Aug 26 14:06:15 node1 systemd[1]: Failed to start etcd.

Kubelet service status:
[root@node1 log]# systemctl status kubelet
○ kubelet.service - kubelet: The Kubernetes Node Agent
     Loaded: loaded (/etc/systemd/system/kubelet.service; enabled; preset: disabled)
    Drop-In: /etc/systemd/system/kubelet.service.d
             └─10-kubeadm.conf
     Active: inactive (dead) since Mon 2024-08-26 14:02:55 PDT; 34min ago
   Duration: 4min 21.135s
       Docs: http://kubernetes.io/docs/
    Process: 17271 ExecStart=/usr/local/bin/kubelet $KUBELET_KUBECONFIG_ARGS $KUBELET_CONFIG_ARGS $KUBELET_KUBEADM_ARGS $KUBE>
   Main PID: 17271 (code=exited, status=0/SUCCESS)
        CPU: 2.749s

Aug 26 14:02:52 node1 kubelet[17271]: E0826 14:02:52.667322   17271 reflector.go:147] k8s.io/client-go@v0.0.0/tools/cache/ref>
Aug 26 14:02:52 node1 kubelet[17271]: E0826 14:02:52.666962   17271 event.go:355] "Unable to write event (may retry after sle>
Aug 26 14:02:53 node1 kubelet[17271]: I0826 14:02:53.524474   17271 kubelet_node_status.go:73] "Attempting to register node" >
Aug 26 14:02:55 node1 kubelet[17271]: E0826 14:02:55.028079   17271 eviction_manager.go:282] "Eviction manager: failed to get>
Aug 26 14:02:55 node1 kubelet[17271]: E0826 14:02:55.739839   17271 controller.go:145] "Failed to ensure lease exists, will r>
Aug 26 14:02:55 node1 kubelet[17271]: E0826 14:02:55.739830   17271 kubelet_node_status.go:96] "Unable to register node with >
Aug 26 14:02:55 node1 systemd[1]: Stopping kubelet: The Kubernetes Node Agent...
Aug 26 14:02:55 node1 systemd[1]: kubelet.service: Deactivated successfully.
Aug 26 14:02:55 node1 systemd[1]: Stopped kubelet: The Kubernetes Node Agent.
Aug 26 14:02:55 node1 systemd[1]: kubelet.service: Consumed 2.749s CPU time.

Additional information

Other versions of Kubekey do the same thing.
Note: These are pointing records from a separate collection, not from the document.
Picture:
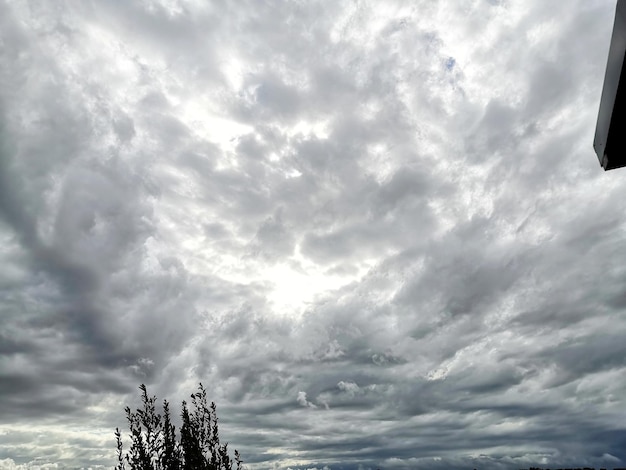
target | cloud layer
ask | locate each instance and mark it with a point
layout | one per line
(378, 234)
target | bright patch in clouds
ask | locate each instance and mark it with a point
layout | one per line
(377, 232)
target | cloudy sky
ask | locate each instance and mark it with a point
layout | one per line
(376, 231)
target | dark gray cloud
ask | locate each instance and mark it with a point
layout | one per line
(378, 234)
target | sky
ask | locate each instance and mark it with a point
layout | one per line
(376, 232)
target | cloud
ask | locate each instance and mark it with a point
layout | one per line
(376, 233)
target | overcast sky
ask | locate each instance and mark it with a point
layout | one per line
(377, 232)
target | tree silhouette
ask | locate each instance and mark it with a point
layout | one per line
(153, 438)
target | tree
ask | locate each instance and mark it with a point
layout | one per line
(153, 438)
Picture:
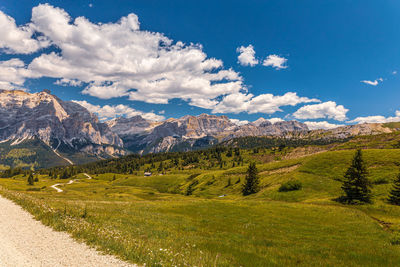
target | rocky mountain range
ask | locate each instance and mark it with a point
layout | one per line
(64, 126)
(68, 129)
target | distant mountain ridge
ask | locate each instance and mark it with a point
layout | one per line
(62, 125)
(69, 128)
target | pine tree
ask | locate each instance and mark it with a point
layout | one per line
(251, 184)
(356, 185)
(30, 179)
(394, 197)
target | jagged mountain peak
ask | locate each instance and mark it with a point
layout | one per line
(44, 116)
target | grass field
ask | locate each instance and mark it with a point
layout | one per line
(150, 220)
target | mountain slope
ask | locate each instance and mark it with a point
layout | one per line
(61, 125)
(192, 132)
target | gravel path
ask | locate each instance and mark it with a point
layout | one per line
(26, 242)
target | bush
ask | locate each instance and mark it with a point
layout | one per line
(381, 180)
(291, 186)
(395, 240)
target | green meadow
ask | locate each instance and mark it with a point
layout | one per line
(154, 221)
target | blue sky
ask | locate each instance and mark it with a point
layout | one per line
(328, 49)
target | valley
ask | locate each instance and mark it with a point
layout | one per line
(195, 214)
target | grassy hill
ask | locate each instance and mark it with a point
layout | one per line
(195, 214)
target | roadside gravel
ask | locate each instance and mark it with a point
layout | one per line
(26, 242)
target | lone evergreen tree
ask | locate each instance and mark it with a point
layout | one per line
(251, 182)
(30, 179)
(394, 197)
(356, 185)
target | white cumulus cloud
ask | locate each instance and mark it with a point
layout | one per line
(373, 83)
(275, 61)
(239, 122)
(247, 56)
(119, 59)
(328, 110)
(13, 74)
(377, 119)
(107, 112)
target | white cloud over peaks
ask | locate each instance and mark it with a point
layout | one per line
(13, 74)
(18, 40)
(376, 119)
(264, 103)
(315, 125)
(328, 110)
(275, 120)
(109, 112)
(247, 56)
(373, 83)
(275, 61)
(68, 82)
(239, 122)
(119, 59)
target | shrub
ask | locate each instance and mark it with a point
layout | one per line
(395, 240)
(291, 186)
(190, 189)
(381, 180)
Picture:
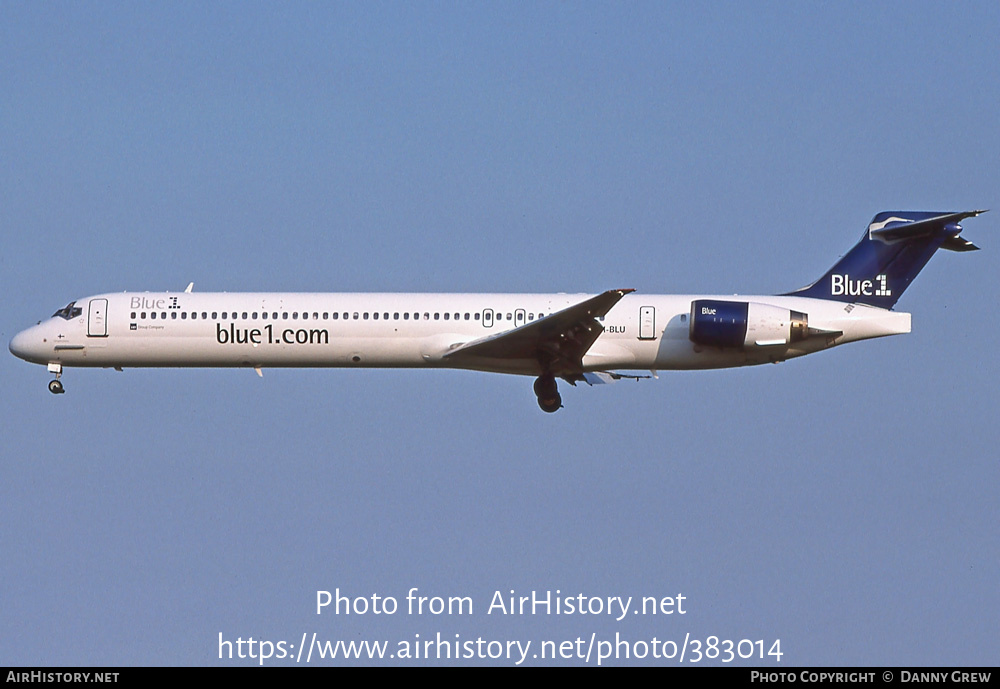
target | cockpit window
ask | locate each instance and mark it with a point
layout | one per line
(69, 312)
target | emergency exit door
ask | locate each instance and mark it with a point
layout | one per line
(647, 323)
(97, 321)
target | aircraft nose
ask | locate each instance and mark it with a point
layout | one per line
(21, 345)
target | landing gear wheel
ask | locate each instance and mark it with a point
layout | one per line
(551, 404)
(548, 393)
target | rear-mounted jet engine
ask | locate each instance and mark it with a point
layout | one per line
(742, 324)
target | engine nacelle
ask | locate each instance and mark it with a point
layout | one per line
(743, 325)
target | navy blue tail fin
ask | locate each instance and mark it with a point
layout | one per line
(894, 248)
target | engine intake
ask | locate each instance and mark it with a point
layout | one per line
(744, 325)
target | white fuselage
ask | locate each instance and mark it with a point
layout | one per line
(260, 330)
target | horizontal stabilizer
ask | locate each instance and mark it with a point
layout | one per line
(894, 229)
(959, 244)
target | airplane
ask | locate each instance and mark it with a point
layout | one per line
(578, 338)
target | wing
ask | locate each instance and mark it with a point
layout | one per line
(557, 342)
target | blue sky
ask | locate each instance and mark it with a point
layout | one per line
(844, 503)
I have seen this back to version 3.1.1 The version of etcd is 3.5.13. That is the same version that is used to install k8s via Kubekey for 1.28.8 succesfully. Nodes are in time-sync

lbrigman124 commented 2 weeks ago

These machines are VM and I can recreate them to start from fresh to try different things. Failures extend for any Kubernetes versions past 1.28. Tested 1.29 as listed in the above config file 1.30.4 and 1.31.0 also failed in the same way.